A humpback whale in Antarctica (photo credit: Chris Parsons)
Earlier this year the International Court of Justice (ICJ) ruled that Japan’s so-called “scientific whaling” in Antarctica (the JARPA II research program, to give its official title) was illegal. Article VIII of the International Convention on the Regulation of Whaling allows the lethal take of whales for scientific research purposes by “special permit.” The ICJ ruled, however, that the Japanese program was in violation of this provision, because JARPA II was not bona fide scientific research but was instead de facto commercial whaling.
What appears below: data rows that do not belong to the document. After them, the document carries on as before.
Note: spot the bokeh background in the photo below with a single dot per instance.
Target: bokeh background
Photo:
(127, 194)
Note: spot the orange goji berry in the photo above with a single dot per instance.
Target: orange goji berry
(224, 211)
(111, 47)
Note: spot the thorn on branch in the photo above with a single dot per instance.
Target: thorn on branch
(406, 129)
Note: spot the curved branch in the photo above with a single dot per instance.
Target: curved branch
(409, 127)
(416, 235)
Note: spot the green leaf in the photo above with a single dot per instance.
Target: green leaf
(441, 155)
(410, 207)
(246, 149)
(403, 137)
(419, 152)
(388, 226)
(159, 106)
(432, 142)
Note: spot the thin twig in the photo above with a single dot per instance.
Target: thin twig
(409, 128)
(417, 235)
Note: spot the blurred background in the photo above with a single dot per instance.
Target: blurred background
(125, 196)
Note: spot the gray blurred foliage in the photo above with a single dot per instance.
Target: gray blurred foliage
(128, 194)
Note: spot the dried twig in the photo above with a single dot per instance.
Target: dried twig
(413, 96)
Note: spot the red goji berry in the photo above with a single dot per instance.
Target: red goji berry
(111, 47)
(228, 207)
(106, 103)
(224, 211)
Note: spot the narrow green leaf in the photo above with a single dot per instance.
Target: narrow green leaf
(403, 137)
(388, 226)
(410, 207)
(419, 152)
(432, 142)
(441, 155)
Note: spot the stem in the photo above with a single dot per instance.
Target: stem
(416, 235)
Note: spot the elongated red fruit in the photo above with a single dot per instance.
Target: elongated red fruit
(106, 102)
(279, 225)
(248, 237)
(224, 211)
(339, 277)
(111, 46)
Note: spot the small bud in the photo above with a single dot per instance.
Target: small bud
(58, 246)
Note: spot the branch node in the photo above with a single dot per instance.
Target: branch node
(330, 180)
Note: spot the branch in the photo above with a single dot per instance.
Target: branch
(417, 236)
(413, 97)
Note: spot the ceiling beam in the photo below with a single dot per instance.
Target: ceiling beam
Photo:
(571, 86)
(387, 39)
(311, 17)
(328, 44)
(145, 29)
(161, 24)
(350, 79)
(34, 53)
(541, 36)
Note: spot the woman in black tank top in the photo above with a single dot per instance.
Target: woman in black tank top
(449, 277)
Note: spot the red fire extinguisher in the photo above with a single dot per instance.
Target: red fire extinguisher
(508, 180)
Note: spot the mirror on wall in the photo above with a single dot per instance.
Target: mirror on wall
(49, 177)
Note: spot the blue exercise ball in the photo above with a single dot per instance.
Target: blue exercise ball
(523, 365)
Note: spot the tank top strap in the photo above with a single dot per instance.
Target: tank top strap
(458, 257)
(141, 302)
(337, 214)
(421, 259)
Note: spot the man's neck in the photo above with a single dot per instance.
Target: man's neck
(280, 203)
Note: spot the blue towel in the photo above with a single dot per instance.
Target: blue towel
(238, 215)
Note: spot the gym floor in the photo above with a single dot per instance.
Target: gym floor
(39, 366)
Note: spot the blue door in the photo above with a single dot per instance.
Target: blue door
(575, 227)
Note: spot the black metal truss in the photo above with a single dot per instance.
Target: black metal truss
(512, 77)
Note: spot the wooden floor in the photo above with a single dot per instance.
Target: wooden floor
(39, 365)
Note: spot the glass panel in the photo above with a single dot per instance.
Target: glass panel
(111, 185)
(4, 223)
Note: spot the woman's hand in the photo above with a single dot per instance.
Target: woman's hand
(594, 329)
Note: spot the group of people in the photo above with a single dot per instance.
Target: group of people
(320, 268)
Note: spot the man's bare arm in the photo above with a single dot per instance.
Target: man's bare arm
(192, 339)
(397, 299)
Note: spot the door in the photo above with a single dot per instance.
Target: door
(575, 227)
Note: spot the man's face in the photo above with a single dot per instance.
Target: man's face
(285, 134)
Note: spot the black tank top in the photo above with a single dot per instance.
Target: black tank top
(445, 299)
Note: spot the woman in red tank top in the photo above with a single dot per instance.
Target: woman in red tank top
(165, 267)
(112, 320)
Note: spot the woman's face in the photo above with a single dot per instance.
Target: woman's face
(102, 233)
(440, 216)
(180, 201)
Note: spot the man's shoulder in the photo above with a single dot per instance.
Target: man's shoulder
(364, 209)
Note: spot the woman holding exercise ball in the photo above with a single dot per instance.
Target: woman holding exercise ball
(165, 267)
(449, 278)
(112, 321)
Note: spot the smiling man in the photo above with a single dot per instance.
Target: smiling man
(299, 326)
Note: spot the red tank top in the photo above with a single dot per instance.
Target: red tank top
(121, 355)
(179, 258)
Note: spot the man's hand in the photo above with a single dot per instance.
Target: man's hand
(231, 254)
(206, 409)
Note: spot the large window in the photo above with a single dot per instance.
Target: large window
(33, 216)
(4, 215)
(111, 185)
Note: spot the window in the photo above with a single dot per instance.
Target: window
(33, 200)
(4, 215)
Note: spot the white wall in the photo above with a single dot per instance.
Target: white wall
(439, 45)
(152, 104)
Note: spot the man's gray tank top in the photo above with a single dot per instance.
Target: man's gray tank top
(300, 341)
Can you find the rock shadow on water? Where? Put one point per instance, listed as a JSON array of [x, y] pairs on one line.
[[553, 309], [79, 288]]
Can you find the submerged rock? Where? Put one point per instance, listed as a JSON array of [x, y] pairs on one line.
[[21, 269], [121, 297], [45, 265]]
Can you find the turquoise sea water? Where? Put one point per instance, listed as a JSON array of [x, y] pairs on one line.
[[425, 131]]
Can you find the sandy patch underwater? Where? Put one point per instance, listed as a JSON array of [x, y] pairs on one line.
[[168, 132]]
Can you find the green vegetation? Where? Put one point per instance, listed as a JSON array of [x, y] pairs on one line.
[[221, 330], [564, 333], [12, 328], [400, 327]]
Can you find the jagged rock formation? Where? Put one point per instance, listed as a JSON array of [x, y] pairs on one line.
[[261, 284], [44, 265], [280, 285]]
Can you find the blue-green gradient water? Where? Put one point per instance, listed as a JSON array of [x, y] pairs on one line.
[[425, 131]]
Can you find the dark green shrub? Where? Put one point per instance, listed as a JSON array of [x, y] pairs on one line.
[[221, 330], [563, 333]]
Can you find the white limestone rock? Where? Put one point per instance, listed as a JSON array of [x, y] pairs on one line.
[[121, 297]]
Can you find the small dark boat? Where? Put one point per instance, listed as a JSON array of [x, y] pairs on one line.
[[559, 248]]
The Japanese Government initially stated that it would abide by the ICJ’s decision and discontinue JARPA II, but then later announced it would conduct a new research program in the Antarctic (JARPA III?). This sudden turnabout was less based on science or market forces than politics, no doubt – sales of whale meat in Japan have been declining and there is currently a warehoused surplus. It may have also been influenced by NGOs (specifically Sea Shepherd) publicly claiming to have “defeated” the Japanese Government and forced them to end the Antarctic hunt (for the record, Sea Shepherd was not involved in the ICJ court case at all, and can claim no responsibility for the outcome). For the fiercely proud and nationalistic Japanese politicians, to have a small NGO – which they have labelled a “terrorist organization” – beat them would be politically untenable.